Re-evaluating the Literary Coterie, 1580-1830

This book is about the literary and friendship networks that were active in Britain for a 250 year period. Patterns in the nature of literary social circles emerge: they may centre upon a location, like Christ Church, or a person, like Aaron Hill; they may suffer stress when private relationships become public knowledge, as Caroline Lamb's Glenarvon shows; and they may model themselves on a preceding age, as the relationship between the Sidney circle and Lady Mary Wroth exemplifies. Despite these similarities, no two coteries are the same. The circles this volume examines even differ in their acceptance of their own status as a coterie: someone like Constance Fowler was certainly part of a strict familial coterie; the Scriberlians were a more informal set who were also members of other groups; and although Byron's years of fame are regularly associated with Holland House, he often denied being of their party.

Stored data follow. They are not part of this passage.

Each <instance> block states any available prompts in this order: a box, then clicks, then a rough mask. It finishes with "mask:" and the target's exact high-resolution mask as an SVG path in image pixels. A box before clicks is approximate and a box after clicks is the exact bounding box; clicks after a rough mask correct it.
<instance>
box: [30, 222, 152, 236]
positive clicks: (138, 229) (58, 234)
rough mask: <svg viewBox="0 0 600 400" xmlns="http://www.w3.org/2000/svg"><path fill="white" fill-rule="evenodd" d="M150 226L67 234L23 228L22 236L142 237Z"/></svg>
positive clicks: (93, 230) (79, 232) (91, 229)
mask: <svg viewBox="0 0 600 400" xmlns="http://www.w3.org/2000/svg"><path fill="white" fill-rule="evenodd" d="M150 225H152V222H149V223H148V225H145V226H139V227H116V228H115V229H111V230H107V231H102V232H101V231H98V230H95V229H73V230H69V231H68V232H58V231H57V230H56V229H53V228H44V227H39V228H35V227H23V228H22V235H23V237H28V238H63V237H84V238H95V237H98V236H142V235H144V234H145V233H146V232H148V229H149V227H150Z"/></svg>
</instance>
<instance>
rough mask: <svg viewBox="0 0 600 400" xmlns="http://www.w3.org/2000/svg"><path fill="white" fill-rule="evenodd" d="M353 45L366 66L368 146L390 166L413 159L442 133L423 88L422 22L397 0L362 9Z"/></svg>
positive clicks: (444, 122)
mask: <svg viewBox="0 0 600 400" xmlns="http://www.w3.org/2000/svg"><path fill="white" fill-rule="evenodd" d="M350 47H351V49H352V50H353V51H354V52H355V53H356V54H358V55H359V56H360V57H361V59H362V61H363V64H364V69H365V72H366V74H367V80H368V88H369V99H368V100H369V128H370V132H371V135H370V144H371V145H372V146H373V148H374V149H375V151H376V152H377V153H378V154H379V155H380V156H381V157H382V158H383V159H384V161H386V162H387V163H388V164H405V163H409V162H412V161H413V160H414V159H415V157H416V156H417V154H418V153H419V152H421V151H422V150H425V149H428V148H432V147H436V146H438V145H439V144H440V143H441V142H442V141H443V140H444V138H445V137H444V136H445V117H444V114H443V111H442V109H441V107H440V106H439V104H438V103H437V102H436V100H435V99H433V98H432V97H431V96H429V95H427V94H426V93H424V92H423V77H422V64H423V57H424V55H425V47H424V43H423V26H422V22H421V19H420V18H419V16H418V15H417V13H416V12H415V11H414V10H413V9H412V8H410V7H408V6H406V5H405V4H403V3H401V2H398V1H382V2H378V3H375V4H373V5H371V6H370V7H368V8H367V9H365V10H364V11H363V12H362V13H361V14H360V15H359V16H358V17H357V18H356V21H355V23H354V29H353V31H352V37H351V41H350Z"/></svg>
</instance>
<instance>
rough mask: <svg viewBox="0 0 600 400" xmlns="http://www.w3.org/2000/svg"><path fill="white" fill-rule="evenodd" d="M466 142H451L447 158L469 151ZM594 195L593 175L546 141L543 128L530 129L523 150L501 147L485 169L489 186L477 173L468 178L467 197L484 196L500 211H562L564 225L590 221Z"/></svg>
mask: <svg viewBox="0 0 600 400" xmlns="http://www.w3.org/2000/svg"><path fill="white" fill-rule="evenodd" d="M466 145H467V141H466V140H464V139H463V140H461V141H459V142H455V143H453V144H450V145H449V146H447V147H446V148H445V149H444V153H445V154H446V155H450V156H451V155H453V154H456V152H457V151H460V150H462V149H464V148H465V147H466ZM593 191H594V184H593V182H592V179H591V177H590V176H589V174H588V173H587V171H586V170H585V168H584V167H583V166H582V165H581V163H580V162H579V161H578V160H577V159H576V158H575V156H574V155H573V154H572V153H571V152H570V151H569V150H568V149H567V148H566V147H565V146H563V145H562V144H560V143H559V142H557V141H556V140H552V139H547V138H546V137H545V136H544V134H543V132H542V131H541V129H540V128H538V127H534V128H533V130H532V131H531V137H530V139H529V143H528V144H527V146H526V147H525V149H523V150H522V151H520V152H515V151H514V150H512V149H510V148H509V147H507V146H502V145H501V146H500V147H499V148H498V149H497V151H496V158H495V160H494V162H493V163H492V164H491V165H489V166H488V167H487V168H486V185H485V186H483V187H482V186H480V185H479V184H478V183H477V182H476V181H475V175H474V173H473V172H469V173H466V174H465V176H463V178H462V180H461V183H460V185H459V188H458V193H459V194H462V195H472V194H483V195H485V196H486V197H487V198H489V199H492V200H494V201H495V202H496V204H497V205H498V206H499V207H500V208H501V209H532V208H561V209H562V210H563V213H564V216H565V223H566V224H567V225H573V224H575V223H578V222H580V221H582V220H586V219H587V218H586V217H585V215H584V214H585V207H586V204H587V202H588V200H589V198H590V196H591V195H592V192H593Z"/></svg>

Will Bowers is Junior Research Fellow in English at the University of Oxford, UK. His research interests include Romantic poetry; the idea of a cosmopolitan London; the trial of Queen Caroline; and English perceptions of Italy and Italians. He has published on these topics in international journals and is an assistant editor on the 'Longman Annotated English Poets' edition of The Poems of Shelley.

Hannah Leah Crummé is Head of Special Collections at Watzek Library, Lewis and Clark College, USA. Her research focuses on the political impact of the Sidney-Herbert-Dudley network. She has published broadly across her field and curated the exhibition 'By me William Shakespeare', which recently opened in Somerset House, London, UK.